Selon la page Facebook, les complexes balnéaires suivants n’accepteraient pas les femmes voilées dans leur piscine : le Farimont Hotel, Steigenberger Hotels and Resorts, Andrea Hacienda, Noria Resort, Royal Maxim Palace Kimpinski, et d’autres encore.
Les restaurants et bars refusant l’entrée aux femmes voilées incluraient Lemon Tree, Cairo Jazz Club et L’aubergine, qui sont pour la plupart situés à Zamalek, un quartier chic du Caire.

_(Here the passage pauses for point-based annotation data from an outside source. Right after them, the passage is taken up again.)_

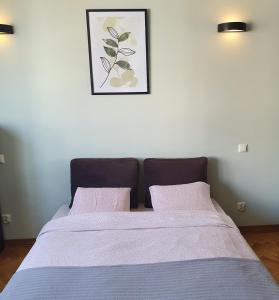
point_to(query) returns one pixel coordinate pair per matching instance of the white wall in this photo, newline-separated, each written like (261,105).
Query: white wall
(210,92)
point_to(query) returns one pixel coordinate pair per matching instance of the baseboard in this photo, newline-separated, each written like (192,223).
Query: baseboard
(260,228)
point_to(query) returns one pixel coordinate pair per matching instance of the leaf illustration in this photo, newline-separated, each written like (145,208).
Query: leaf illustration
(113,32)
(110,51)
(124,36)
(106,64)
(123,64)
(127,51)
(110,42)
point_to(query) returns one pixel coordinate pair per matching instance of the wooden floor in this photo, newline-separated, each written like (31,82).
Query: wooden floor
(265,243)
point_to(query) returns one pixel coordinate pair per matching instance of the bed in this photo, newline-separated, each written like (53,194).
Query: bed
(140,254)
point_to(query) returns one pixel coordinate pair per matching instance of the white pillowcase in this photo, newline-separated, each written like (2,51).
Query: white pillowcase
(88,200)
(192,196)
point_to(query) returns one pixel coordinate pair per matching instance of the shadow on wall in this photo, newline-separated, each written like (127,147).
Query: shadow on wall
(13,187)
(228,197)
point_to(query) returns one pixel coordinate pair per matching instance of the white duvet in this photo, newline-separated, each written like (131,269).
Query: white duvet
(119,238)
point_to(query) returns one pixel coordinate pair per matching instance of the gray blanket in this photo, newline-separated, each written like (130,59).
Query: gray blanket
(220,278)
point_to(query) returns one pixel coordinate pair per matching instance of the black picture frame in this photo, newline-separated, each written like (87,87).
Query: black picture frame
(146,30)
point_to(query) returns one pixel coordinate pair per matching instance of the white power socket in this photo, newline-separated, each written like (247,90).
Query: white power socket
(241,206)
(6,219)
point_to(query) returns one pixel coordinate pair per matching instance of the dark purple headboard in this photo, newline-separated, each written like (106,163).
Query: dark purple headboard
(161,171)
(105,172)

« Je suis allée avec mes amis au Lemon Tree and Co lors de son inauguration à Zamalek, et après avoir passé notre commande, le garçon est venu nous dire : ‘’Je suis désolé mais selon les règles de l’établissement, les femmes voilées ne sont pas autorisées’’ », a raconté Dina Adel, une résidente du quartier, à MEE.
Quand MEE a contacté le Lemon Tree au sujet de l’incident, un porte-parole a répondu : « Nous sommes en travaux de rénovation pendant un mois et ensuite nous ouvrirons avec un nouveau nom... Ce sera au même endroit, mais avec un autre nom, donc nous ne savons pas encore quelle sera la politique de l’établissement ».

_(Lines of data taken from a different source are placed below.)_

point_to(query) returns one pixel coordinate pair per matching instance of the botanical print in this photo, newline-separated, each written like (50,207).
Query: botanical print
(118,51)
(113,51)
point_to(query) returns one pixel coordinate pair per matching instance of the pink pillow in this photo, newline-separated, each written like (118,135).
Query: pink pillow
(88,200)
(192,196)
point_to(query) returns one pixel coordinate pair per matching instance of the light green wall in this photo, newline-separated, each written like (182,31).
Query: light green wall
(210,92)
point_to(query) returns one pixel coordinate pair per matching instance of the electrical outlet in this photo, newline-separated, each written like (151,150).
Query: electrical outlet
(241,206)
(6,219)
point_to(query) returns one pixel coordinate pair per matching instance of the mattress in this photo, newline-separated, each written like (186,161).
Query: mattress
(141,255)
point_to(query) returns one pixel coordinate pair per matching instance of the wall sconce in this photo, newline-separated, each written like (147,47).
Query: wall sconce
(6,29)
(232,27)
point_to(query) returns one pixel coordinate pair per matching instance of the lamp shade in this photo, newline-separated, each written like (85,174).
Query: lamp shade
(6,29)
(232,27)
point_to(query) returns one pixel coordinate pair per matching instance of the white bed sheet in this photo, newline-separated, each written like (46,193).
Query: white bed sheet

Il a toutefois indiqué que le Lemon Tree maintiendrait sa politique d’interdiction des femmes voilées dans l’après-midi.
« Le matin, l’endroit sert de restaurant donc le voile est autorisé, mais la nuit, c’est un bar et il y a de l’alcool donc le voile n’est pas accepté », a-t-il précisé.

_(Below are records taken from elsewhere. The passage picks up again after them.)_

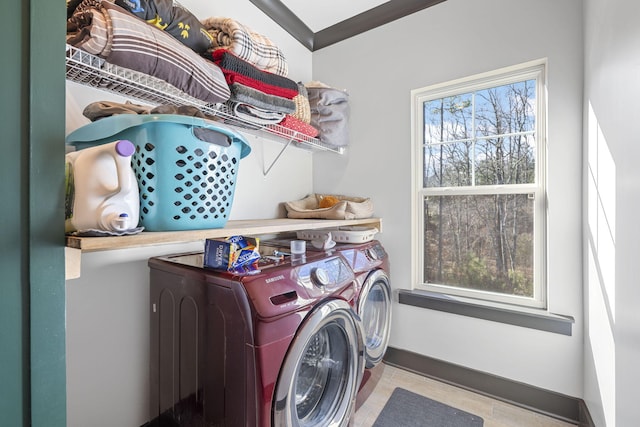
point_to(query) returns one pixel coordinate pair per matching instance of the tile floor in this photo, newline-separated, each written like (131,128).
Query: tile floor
(494,412)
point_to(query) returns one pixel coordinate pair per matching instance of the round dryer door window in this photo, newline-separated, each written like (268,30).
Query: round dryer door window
(322,371)
(374,308)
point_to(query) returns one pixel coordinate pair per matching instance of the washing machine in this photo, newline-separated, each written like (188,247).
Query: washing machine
(280,346)
(370,263)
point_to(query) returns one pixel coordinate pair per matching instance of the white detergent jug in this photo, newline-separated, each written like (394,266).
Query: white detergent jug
(102,191)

Si les femmes voilées se voient refuser l’accès sous prétexte de la présence d’alcool, les femmes qui portent le niqab (le voile du visage) sont souvent interdites d’accès dans les restaurants même pour le déjeuner. Nihal Rashed a indiqué qu’elle n’avait pas pu entrer dans les restaurants Sky Lounge à Manial et Carol dans la ville du 6 Octobre parce qu’elle portait le niqab, « pourtant c’était l’heure du déjeuner ».
Ingy Mohsen, qui s’est mise récemment à porter le niqab, a indiqué que personne ne l’ennuie sur le campus de son université et qu’elle n’a rien subi de véritablement offensant – mais qu’elle n’a pas le droit d’aller dans certains endroits.
« Un jour, nous nous rendions à Carcas, à Maadi, et on nous a dit qu’il n’y avait pas de place alors qu’il était évident qu’il n’y avait presque personne. Nous portions des abayas [robes] ou des niqabs. » Mohsen a ajouté qu’elle s’attendait à devoir affronter ce genre de situations quand elle a décidé de porter le niqab.
L’auteur de cet article écrit sous un pseudonyme pour des raisons de sécurité.
Traduction de l’anglais (original).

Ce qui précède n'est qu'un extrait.